RDS 2012 - renewing RDS ssl certificates and RAPs


hi guys, had an issue that recently just came across and another issue that has been nagging my setup since the beginning but due to time and bandwidth, had to put on backburner. Both appear to be now resolved but just thought I’d share my findings and ask the bigger question about refs/docs and user experiences which seem to be hard to find, even within this community forum.

  1. Is there is any documentation on how to renew the SSL cert with Duo installed in unified mode on Windows 2012 RDS?
    I have renewed the RDS side of things successfully, but kept getting errors on starting the remoteapp via the RD Web console.
    After much digging around, found that there was a signing cert hash setting in a file called duo,config which i can’t find any references to. updating the hash to match the new cert fixed this.
    And I don’t recall having to select a certificate for signing when first installing Duo.

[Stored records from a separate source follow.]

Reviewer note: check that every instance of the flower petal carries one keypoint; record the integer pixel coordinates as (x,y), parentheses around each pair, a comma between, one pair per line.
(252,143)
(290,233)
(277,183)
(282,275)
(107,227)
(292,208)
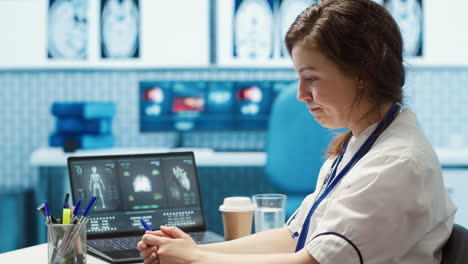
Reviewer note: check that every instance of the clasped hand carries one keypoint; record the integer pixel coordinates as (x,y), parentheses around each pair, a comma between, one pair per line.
(169,245)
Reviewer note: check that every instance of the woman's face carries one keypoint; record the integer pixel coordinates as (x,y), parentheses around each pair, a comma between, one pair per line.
(327,91)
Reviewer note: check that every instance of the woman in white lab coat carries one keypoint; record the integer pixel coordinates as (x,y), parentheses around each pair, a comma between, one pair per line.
(380,196)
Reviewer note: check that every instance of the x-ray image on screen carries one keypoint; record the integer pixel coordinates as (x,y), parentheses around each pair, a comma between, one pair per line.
(253,29)
(180,180)
(96,179)
(67,29)
(409,16)
(120,29)
(142,184)
(288,11)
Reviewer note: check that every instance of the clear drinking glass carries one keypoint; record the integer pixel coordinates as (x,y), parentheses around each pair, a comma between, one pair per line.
(270,211)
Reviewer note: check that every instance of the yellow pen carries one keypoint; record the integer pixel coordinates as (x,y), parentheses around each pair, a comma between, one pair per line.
(66,216)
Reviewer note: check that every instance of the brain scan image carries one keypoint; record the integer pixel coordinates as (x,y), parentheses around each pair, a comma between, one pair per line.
(253,30)
(141,183)
(68,29)
(409,16)
(181,177)
(379,2)
(289,10)
(120,28)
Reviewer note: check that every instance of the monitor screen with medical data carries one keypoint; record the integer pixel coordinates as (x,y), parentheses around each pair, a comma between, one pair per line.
(160,188)
(206,105)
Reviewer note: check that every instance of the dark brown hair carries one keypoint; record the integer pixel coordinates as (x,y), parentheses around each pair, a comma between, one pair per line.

  2. I’ve been getting intermittent problems starting a remoteapp in the browser since day one. Event viewer show:

The user “user1”, on client computer “a.b.c.d”, did not meet resource authorization policy requirements and was therefore not authorized to resource “rds2012.server,com”.
The following error occurred: “5”.
Turns out that my connection out to the web goes through several different proxies and they are dynamically chosen and hence different public IPs. I managed to figure out that there was a client IP validation setting in the duo.config file. This by default sets to True, setting to false gets me around these circumstances.

So got me to wondering where do I find ref docs about all config settings possible with registry keys and duo.config and anything else I haven’t come across my googling?
Are these local settings controlled via the web admin portal. I have the free version so I can’t verify these settings. But the resources on the website doesn’t confirm this.



Hi Eddie,

Did you take a look at our Knowledge Base at https://help.duo.com? We have many articles about all aspects of Duo and protected applications that you may find useful in the future.

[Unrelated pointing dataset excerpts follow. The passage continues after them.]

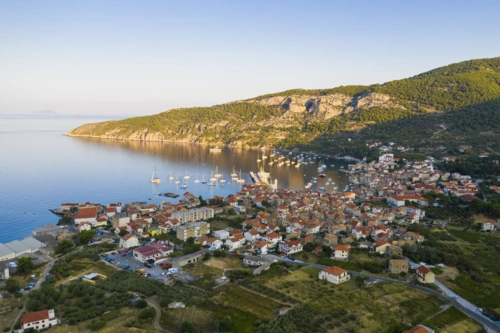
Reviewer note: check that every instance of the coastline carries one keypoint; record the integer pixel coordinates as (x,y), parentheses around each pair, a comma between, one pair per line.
(296,151)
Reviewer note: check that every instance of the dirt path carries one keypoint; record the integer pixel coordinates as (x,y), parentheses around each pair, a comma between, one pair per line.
(264,295)
(156,321)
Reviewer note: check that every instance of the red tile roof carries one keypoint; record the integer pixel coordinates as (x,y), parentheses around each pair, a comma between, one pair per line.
(334,270)
(35,316)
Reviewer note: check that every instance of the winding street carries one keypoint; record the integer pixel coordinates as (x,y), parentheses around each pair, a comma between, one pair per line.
(445,294)
(37,286)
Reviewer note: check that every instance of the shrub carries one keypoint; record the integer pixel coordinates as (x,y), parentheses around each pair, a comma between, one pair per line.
(141,304)
(97,325)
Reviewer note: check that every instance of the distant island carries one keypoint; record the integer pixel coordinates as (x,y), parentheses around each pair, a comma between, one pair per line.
(449,107)
(45,113)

  1. When you installed Duo for RD Web with the legacy unified authentication option you were prompted to select the certificate used by RDS to sign published applications. If this RDP signing certificate expired, you can update the Duo config to use the new certificate. Please see this knowledge base article.

  2. Congratulations on finding the “ValidateClientIP” setting for RD Web. We no longer publicly document advanced configuration for unified authentication because we deprecated support for it in August 2016. The most commonly asked questions and answers about unified authentication are still found in the knowledge base.

The title of your question mention RAPs, but I didn’t see a question about them (I’m assuming you are referring to RD Gateway Resource Authorization Policies). If you installed Duo on your RD Gateway server you most likely found that the Duo plugin disables RDG CAP and RAP. If you had a different question feel free to follow up.